Más allá de esto, los dispositivos en los que hayas activado el ahorro de energía también pueden reducir el voltaje enviado a la tarjeta de red WiFi, por lo que pueden apagarse ciertos canales, desactivar antenas secundarias o quedar en la banda de 2.4 GHz.

Para evitar todos estos problemas, hay ciertas recomendaciones básicas.

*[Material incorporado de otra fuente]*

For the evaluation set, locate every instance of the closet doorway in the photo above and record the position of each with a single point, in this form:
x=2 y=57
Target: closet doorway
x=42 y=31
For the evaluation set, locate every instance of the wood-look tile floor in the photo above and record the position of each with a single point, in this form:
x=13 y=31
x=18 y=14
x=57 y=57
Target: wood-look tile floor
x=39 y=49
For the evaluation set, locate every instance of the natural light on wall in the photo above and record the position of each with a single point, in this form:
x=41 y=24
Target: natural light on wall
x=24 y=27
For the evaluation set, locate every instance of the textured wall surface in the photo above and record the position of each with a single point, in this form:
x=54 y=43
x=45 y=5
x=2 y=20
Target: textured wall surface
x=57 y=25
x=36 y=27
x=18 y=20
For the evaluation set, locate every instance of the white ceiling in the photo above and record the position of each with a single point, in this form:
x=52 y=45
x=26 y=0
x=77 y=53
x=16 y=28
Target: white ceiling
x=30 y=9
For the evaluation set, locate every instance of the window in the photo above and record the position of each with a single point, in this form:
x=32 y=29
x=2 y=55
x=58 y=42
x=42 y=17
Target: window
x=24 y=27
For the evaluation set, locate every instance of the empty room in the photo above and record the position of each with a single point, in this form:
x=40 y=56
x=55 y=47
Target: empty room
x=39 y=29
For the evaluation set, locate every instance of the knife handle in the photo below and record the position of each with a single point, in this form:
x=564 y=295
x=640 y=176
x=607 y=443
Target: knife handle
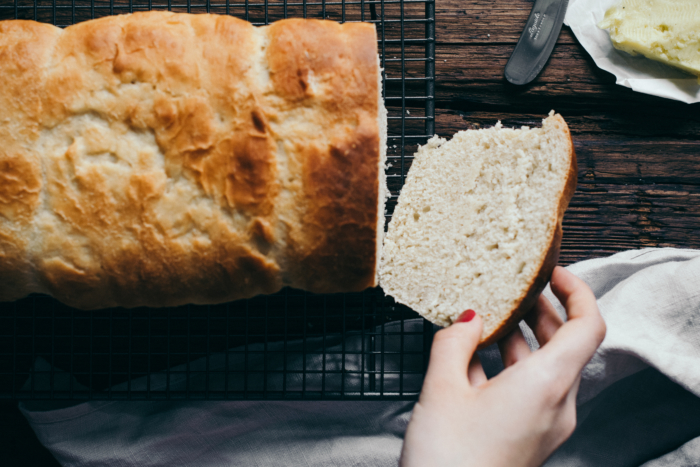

En primer lugar, si tienes problemas con tu conexión o velocidad, visita directamente las páginas webs de los fabricantes de los controladores y actualiza desde ahí, en lugar de Windows Update.

Adicionalmente, algunas tarjetas de red pueden forzarse para que se queden siempre como banda preferida en 5 GHz o 6 GHz si tienes un estándar más avanzado.

Y, por supuesto, evita los adaptadores de red baratos si en algún momento esto se estropeó en tu PC, ya que tendrás estándares que ya no son muy seguros o que han quedado desfasados.

Si quieres aprovechar al máximo las conexiones de tu ordenador, opta por invertir en una tarjeta de red ya avanzada, así también podrás sacarle partido al nuevo router que te has comprado o a la fibra que tengas contratada.

En definitiva, los problemas de conexión o de velocidad no solo pueden tener una sola causa, pero si revisas todo esto, notarás que tu WiFi va mucho mejor que antes, por lo que aprovecharás al máximo todo lo que ofrezcan tu router y los dispositivos conectados a la red.